Metro

Manhattan shopkeepers fear DA Alvin Bragg’s new policies will increase crime

Manhattan shopkeepers expressed fear and anger on Wednesday that the new district attorney’s progressive policies will only serve to embolden small-time crooks and put them in harm’s way.

District Attorney Alvin Bragg, in a memo issued Monday, instructed his staff to stop prosecuting many low-level offenses, to seek reduced charges for certain crimes and not to ask for bail except in the most serious cases.

“This is very bad for this neighborhood,” said Modou Wade, owner of Bakh Yaye, a clothing and food store in Harlem, the area where Bragg grew up in the 1980s.

Wade, a 61-year-old dad of three, said the area is already plagued by crime, noting that his and other shops have reduced their hours out of fear of getting robbed. He was threatened with a gun inside his store in September, he said.

“Every day they come in with a knife and say give me something! It is a ridiculous area,” he said. “If it gets worse I will have to close, my wife tells me.”

Small business owners are concerned about new Manhattan District Attorney Alvin Bragg’s new order to his staff to stop prosecuting some low-level offenses. William C. Lopez/NY Post

Mamadou Diallo, 35, a clerk at nearby TAF Phone Card and Clothing store on Adam Clayton Powell Jr. Blvd. said the shop had been robbed twice in the last three years.

“This is going to make it much more dangerous,” he said.

But Bragg, in his policy memo, argued that “reserving incarceration for matters involving significant harm will make us safer.”

One of the aims is to significantly reduce pretrial detention, reserving it only for “very serious cases.”

His office will halt prosecution of several non-violent crimes including fare-beating, trespassing, resisting arrest and interfering with cops, unless they are part of a larger, felony case.

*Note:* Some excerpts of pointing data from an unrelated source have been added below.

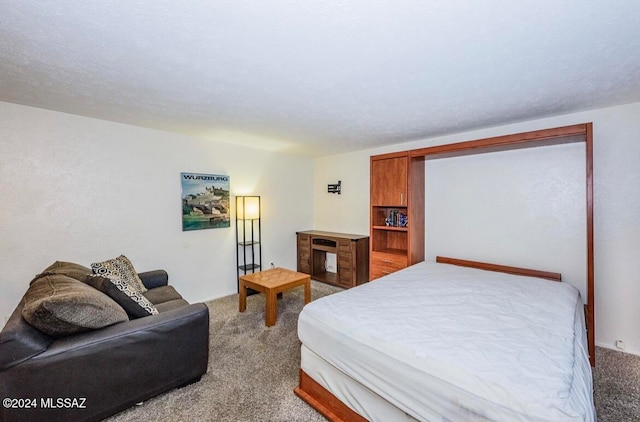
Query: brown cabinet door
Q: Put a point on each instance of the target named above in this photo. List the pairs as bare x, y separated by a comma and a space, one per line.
389, 181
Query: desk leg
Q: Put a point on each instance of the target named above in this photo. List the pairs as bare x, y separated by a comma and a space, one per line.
243, 297
307, 291
272, 308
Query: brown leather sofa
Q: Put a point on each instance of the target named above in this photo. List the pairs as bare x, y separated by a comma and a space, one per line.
95, 374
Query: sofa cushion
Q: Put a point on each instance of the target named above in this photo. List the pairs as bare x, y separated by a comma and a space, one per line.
132, 301
162, 294
171, 304
122, 269
20, 341
76, 271
59, 305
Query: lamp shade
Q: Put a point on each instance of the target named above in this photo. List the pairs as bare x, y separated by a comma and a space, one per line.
247, 207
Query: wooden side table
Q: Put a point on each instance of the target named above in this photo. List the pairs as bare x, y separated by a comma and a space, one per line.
271, 282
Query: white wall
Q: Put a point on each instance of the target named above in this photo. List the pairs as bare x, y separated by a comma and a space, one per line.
83, 190
543, 205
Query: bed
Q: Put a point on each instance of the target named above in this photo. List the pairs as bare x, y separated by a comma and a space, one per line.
445, 342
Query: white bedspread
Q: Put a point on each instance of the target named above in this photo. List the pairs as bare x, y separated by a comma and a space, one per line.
441, 341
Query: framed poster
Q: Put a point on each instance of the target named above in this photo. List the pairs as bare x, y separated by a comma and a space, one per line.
205, 201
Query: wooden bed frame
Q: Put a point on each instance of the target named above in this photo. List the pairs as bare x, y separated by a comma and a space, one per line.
335, 410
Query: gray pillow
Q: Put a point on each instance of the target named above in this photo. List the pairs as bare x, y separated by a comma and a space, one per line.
133, 302
120, 268
59, 306
76, 271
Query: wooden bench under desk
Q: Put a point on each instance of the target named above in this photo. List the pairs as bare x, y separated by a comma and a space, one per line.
352, 257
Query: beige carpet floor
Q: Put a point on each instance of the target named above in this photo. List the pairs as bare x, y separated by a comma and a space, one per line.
254, 369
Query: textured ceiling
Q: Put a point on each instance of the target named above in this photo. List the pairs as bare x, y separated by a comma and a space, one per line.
319, 77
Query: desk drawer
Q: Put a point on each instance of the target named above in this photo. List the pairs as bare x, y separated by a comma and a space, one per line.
383, 264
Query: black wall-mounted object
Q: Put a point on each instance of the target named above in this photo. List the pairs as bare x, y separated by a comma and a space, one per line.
337, 188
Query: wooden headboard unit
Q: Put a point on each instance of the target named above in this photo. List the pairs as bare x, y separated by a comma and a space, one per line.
567, 134
500, 268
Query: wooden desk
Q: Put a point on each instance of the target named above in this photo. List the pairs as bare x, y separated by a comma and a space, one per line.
271, 282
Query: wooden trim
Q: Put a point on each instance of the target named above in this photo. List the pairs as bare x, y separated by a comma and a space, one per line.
566, 134
500, 268
324, 402
554, 136
591, 322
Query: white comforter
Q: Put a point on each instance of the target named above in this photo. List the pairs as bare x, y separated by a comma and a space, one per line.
443, 341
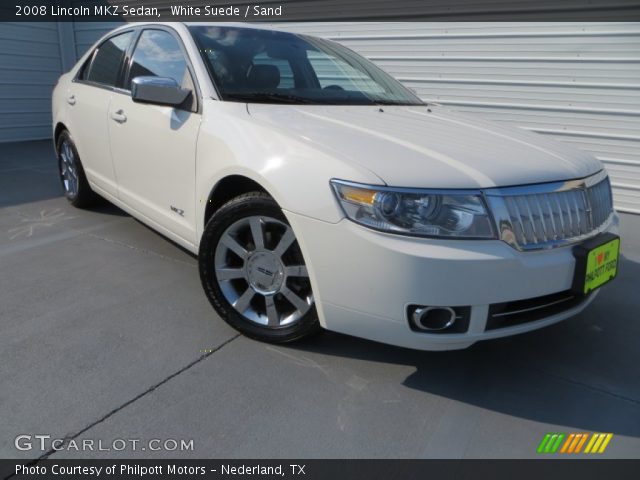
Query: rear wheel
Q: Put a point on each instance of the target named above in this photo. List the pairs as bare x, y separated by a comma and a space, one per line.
253, 271
74, 181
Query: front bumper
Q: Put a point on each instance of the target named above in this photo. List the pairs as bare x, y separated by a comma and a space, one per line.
364, 281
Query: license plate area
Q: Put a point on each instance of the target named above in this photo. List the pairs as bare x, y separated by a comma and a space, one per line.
596, 262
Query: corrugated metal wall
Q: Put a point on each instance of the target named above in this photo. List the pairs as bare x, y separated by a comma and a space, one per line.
30, 64
579, 83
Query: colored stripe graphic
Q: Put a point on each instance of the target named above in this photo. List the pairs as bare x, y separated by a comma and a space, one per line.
572, 443
598, 443
550, 443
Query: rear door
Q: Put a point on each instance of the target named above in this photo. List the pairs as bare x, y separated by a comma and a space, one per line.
88, 100
153, 147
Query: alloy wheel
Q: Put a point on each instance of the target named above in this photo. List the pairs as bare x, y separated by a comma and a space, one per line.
261, 273
68, 169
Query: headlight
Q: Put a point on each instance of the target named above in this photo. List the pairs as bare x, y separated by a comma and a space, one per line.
427, 213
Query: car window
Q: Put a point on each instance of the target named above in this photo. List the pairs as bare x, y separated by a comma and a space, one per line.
334, 73
283, 66
158, 54
258, 65
107, 60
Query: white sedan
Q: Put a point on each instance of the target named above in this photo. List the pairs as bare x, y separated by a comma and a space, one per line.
318, 192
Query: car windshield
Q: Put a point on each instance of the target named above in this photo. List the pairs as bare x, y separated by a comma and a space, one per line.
265, 66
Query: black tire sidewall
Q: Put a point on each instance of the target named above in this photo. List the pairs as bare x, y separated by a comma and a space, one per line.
85, 196
256, 203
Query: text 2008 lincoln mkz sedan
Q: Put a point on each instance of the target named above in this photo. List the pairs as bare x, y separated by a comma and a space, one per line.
319, 192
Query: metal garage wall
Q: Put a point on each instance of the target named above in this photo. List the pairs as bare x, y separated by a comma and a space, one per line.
30, 64
579, 83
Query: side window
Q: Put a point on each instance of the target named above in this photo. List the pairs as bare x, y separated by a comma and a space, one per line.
105, 67
283, 66
158, 54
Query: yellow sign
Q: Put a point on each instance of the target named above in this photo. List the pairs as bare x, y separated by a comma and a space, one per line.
602, 265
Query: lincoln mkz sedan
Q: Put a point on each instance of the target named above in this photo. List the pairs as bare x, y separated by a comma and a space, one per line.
319, 192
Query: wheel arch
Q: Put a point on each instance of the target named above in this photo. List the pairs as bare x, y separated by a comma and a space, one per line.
227, 188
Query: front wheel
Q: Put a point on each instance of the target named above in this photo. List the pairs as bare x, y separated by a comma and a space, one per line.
74, 181
253, 272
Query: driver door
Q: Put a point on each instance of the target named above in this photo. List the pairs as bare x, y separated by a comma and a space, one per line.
153, 147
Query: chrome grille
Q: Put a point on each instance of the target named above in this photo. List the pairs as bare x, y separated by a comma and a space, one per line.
547, 215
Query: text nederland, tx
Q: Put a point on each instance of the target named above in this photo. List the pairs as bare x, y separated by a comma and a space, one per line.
171, 469
144, 11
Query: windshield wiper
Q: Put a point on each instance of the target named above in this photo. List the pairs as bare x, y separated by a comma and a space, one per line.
268, 97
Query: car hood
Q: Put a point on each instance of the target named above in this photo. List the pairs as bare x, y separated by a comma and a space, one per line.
428, 147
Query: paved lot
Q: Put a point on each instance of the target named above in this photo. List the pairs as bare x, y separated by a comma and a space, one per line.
105, 334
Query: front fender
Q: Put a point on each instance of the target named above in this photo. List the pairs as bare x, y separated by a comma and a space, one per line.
293, 172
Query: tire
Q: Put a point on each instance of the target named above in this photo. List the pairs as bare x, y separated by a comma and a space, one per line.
253, 272
74, 181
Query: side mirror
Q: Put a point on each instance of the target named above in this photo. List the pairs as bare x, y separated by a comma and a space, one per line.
158, 90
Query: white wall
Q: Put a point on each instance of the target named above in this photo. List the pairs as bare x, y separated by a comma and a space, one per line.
577, 82
30, 64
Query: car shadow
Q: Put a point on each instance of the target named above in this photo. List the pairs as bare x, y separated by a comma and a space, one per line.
582, 373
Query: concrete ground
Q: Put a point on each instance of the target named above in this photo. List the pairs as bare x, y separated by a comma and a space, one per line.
105, 334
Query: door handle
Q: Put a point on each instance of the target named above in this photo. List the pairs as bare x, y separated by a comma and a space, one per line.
119, 116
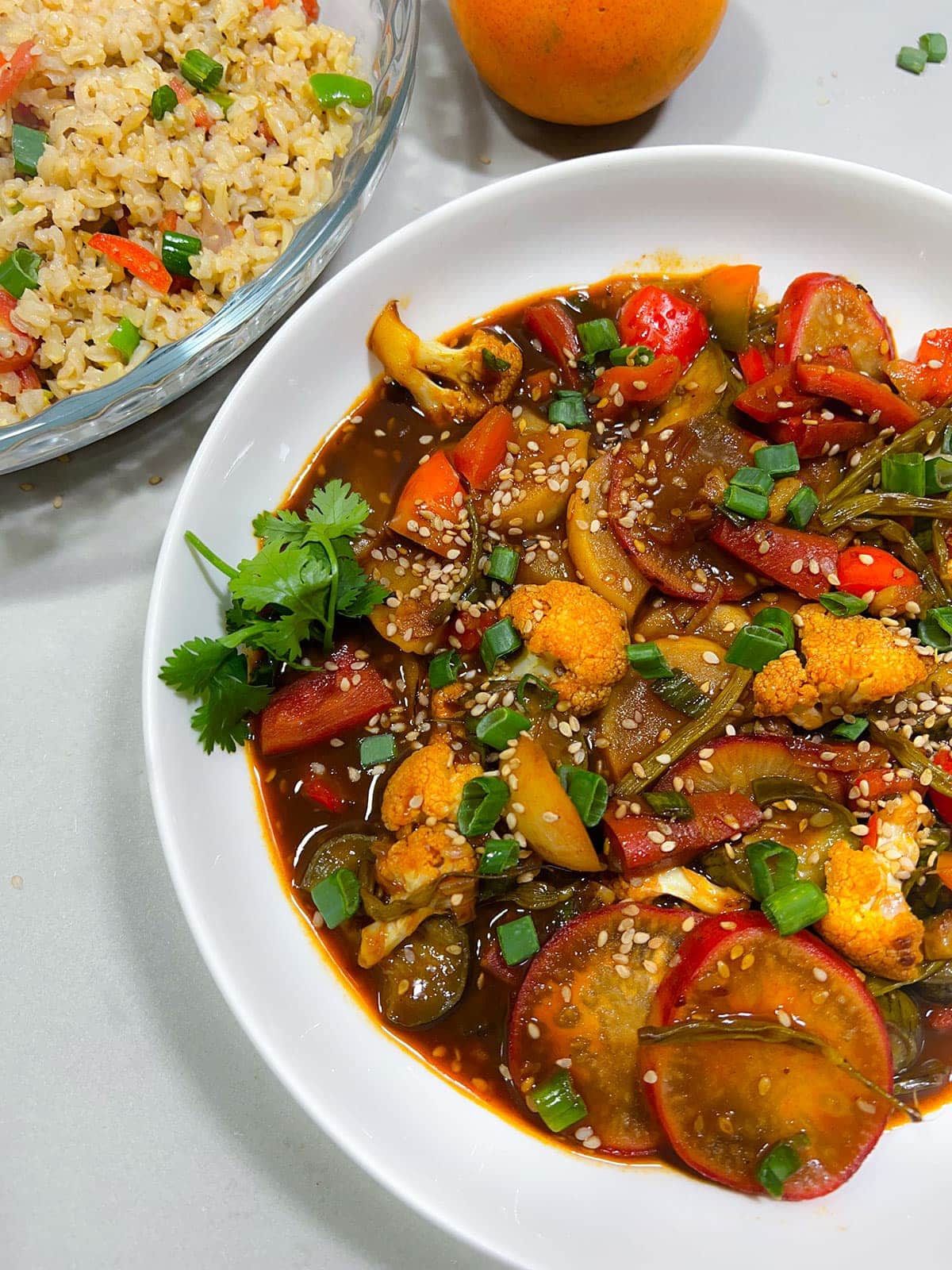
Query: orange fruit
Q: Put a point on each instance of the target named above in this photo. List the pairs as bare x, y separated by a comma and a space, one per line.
585, 61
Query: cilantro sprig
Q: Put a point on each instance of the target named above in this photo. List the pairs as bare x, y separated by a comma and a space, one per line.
289, 595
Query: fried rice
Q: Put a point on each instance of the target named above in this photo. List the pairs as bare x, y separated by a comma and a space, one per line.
241, 184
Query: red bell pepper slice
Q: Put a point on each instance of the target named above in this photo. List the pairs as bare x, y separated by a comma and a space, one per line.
25, 343
140, 262
317, 706
664, 323
636, 385
820, 310
552, 327
801, 562
858, 391
432, 493
862, 569
327, 791
730, 291
482, 451
13, 73
755, 364
816, 437
631, 840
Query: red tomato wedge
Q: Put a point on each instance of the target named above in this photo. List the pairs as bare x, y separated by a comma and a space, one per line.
797, 559
861, 569
734, 762
482, 451
657, 537
551, 324
429, 506
641, 842
820, 310
598, 1026
857, 391
319, 706
13, 73
664, 323
776, 397
816, 436
25, 346
724, 1104
636, 385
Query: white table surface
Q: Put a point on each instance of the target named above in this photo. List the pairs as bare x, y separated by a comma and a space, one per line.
137, 1124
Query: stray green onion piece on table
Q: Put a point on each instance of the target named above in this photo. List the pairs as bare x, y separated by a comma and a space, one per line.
330, 90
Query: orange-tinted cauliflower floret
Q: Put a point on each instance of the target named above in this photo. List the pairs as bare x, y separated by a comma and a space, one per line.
869, 920
427, 787
410, 868
568, 624
850, 662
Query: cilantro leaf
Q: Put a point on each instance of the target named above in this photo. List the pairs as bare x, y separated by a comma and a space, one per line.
194, 666
338, 510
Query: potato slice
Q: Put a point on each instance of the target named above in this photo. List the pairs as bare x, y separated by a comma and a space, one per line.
598, 559
636, 721
549, 819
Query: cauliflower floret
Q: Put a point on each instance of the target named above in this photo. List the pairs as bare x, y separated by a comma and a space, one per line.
568, 624
683, 884
414, 865
850, 662
427, 787
869, 920
424, 855
484, 372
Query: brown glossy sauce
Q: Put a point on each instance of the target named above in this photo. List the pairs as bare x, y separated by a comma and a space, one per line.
374, 448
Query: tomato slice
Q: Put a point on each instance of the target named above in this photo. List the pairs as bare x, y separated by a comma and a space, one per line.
575, 1003
664, 323
639, 844
724, 1104
733, 762
820, 310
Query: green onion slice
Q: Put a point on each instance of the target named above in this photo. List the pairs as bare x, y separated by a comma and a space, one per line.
803, 507
19, 272
753, 647
444, 668
649, 660
518, 940
778, 460
777, 620
501, 639
670, 806
771, 867
503, 564
126, 338
793, 907
336, 897
482, 806
588, 791
29, 145
177, 252
600, 336
201, 70
558, 1103
501, 727
330, 90
163, 101
841, 603
380, 749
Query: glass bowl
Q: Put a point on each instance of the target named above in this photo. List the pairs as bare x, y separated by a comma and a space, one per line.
387, 33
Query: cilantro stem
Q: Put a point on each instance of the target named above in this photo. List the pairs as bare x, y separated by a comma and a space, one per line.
194, 541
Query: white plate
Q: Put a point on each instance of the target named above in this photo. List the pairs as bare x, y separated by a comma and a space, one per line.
457, 1162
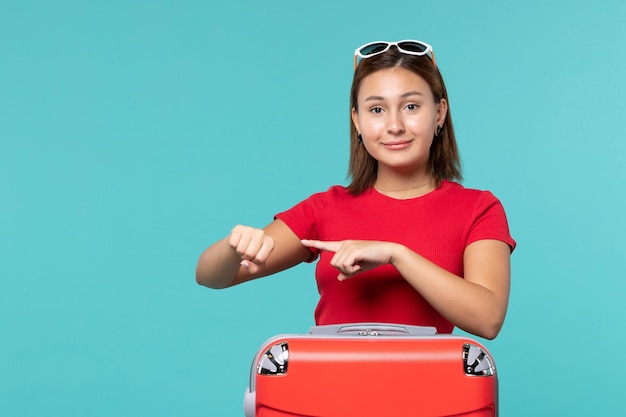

Modou Wade, owner of clothing and food store Bakh Yaye in Harlem, says that Bragg’s policy is “very bad for this neighborhood.” Matthew McDermott for NY Post

Prosecutors were also instructed to downgrade felonies to misdemeanors in certain cases. For instance, suspects initially charged with armed robbery of a store would get hit with petit larceny instead, a misdemeanor, provided no victims were seriously injured and there was no “genuine risk of physical harm,” the memo states.

“I think it’s the wrong way to go,” Mike Bonanza, 35, the manager of grocery store in Downtown Manhattan. “It really doesn’t matter — they are committing crime, they are robbing a store — whether somebody gets hurt or not.”

Michelle Ortiz, 47, a worker at Starbright Design Floral store in Chelsea agreed “the punishement doesn’t fit the crime.”

“Hey, I’m going to rob you, I’m not going to hurt you, I’m just going to take your hard-earned money! Where is the deterrent?,” she said.

The District Attorney’s Office clarified on Wednesday that it would still prosecute armed robberies involving a gun as a felony.

“We will be tough when we need to be, but we will not be seeking to destroy lives through unnecessary incarceration,” Bragg said in a statement. 

“In practical terms that means: I’ve prosecuted gun cases and if you use a gun to rob a store, you will be prosecuted as a felony. I’ve prosecuted cases involving assaulting law enforcement, and if you punch a police officer, you will also be prosecuted as a felony,” he said. “But if you are houseless with an addiction problem and you steal toothpaste and some bread, you will be diverted for treatment to help break the cycle of recidivism.”

Mamadou Diallo, a clerk at TAF Phone Card and Clothing store, said his store has been robbed twice in the past three years. Matthew McDermott for NY Post

“These policy changes not only will, in and of themselves, make us safer; they also will free up prosecutorial resources to focus on violent crime and bigger cases that make us safer.”

While some public defenders, including the Legal Aid Society, welcomed Bragg’s changes, cops said the policies would only lead to more crime.

The head of the NYPD’s largest union, the Police Benevolent Association, also expressed “serious concerns about the message these types of policies send to both police officers and criminals on the street.”

“Police officers don’t want to be sent out to enforce laws that the district attorneys won’t prosecute,” PBA president Patrick Lynch said.